My vision adjusts, seizing upon a single crouched figure, lit all around by a shaft of light. A moment later the figure rises and I realize it’s someone in a cloak, face hooded and hidden from view. The figure stands on a pool of faded blue fabric—the roof! She must have come in from above, while those things battered at the door.

She? Yes, definitely a woman—something in the proportions, even with a cloak, the way she moves.

She reaches into a bag slung over one shoulder, drawing out an object the size of her fist. Then, with a grunt of effort, she heaves it at the door, where it smashes into glass shards and sends a spray of liquid across the uneven boards.

A wail of pain and fury, resonating as if coming from half a dozen different throats, like a speaker squealing with dissonant feedback, slices all around the cabin—and then silence.

For a moment no one moves—the only sound is the strange, arrhythmic syncopation of three sets of lungs heaving for breath.

Then the woman whirls to face us. The mantle wrapped around her shoulders and over her head is of deep purple, jewel-like in the sun that streams in through the unroofed shack. Her skin is fair, though lined, her eyes shadowed under her hood.

“Quick now,” she says, voice brisk and certain despite the wobble in it. “Help me, girl. How is your water magic?”

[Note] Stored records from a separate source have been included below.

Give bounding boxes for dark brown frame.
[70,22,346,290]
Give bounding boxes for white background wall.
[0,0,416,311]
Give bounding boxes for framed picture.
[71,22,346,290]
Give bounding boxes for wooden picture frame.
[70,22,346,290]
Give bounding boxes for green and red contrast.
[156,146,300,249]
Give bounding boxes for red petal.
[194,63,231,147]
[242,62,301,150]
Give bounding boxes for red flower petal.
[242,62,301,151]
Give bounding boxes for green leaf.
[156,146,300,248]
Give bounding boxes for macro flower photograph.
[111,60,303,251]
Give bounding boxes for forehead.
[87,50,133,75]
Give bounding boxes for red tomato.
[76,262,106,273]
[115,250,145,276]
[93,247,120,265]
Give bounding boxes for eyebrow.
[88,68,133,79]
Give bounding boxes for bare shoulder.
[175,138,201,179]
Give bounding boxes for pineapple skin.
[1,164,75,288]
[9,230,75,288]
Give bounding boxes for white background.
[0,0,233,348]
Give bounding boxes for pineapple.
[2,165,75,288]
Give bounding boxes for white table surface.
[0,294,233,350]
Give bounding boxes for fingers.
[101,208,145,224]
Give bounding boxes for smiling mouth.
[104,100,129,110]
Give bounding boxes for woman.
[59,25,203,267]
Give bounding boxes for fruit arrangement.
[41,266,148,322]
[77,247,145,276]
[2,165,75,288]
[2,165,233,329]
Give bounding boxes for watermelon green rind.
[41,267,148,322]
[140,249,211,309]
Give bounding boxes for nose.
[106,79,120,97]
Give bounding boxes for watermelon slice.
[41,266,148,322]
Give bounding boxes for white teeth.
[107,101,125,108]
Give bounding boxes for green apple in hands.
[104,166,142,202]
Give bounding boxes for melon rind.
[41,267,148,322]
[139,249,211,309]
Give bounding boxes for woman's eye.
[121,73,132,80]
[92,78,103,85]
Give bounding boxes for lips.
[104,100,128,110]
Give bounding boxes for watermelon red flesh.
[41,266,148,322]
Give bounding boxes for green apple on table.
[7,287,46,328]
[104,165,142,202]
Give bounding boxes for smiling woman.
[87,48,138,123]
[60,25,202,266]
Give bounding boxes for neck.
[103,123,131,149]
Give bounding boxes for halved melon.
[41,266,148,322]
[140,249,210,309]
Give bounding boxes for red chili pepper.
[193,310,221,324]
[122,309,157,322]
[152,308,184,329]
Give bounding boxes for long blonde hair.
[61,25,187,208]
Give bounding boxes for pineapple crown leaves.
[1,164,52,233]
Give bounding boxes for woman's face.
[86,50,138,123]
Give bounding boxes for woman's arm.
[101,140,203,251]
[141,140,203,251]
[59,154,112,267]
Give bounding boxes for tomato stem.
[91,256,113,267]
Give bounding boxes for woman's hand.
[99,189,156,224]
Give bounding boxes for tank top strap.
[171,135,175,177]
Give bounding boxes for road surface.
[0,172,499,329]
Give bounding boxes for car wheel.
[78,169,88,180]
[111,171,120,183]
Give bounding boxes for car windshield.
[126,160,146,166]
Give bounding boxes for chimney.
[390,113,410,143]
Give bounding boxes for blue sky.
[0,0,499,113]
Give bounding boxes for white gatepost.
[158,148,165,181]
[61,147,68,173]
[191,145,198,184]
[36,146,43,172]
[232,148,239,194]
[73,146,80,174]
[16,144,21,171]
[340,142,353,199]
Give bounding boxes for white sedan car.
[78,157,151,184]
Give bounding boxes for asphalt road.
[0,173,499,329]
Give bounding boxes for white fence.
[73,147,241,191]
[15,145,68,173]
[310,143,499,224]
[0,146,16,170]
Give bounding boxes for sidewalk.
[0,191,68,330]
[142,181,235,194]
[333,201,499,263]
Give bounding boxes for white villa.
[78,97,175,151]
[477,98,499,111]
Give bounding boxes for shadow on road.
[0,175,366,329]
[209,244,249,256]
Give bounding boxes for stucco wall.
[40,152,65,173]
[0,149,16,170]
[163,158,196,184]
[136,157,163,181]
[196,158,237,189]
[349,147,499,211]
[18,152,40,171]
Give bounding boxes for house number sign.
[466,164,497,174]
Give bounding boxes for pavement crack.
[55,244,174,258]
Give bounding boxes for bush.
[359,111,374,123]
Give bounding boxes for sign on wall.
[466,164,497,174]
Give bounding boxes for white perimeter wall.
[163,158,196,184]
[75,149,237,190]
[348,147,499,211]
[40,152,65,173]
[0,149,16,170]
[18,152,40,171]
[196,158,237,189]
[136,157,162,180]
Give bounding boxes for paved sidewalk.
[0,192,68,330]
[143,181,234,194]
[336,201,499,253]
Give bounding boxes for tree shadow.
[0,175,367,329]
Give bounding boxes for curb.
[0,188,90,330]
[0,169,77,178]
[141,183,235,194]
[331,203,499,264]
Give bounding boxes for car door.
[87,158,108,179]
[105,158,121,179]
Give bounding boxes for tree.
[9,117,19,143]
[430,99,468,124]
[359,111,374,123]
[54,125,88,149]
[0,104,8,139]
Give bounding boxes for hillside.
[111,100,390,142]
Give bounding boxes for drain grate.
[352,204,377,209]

Nimh is half-collapsed against the back wall—what little strength fear left her, surprise took. Blinking rapidly, she wobbles to her feet, croaking, “But—what … who …”

“Your water magic, girl!” The woman’s voice cracks like a whip, and my own muscles twitch to attention in response, though her eyes are on Nimh and have spared me not a glance. “I only have one more jar left, and there are too many of them for us to get from here to the edge of the village—can you create vapor from water?”

Nimh stares at her, mouth hanging open, as the woman pulls out a small glass jar filled with water. The moment stretches, until a faint sound from the other side of the door makes all three of us stiffen: the long, slow rasp of fingernails on rough wood.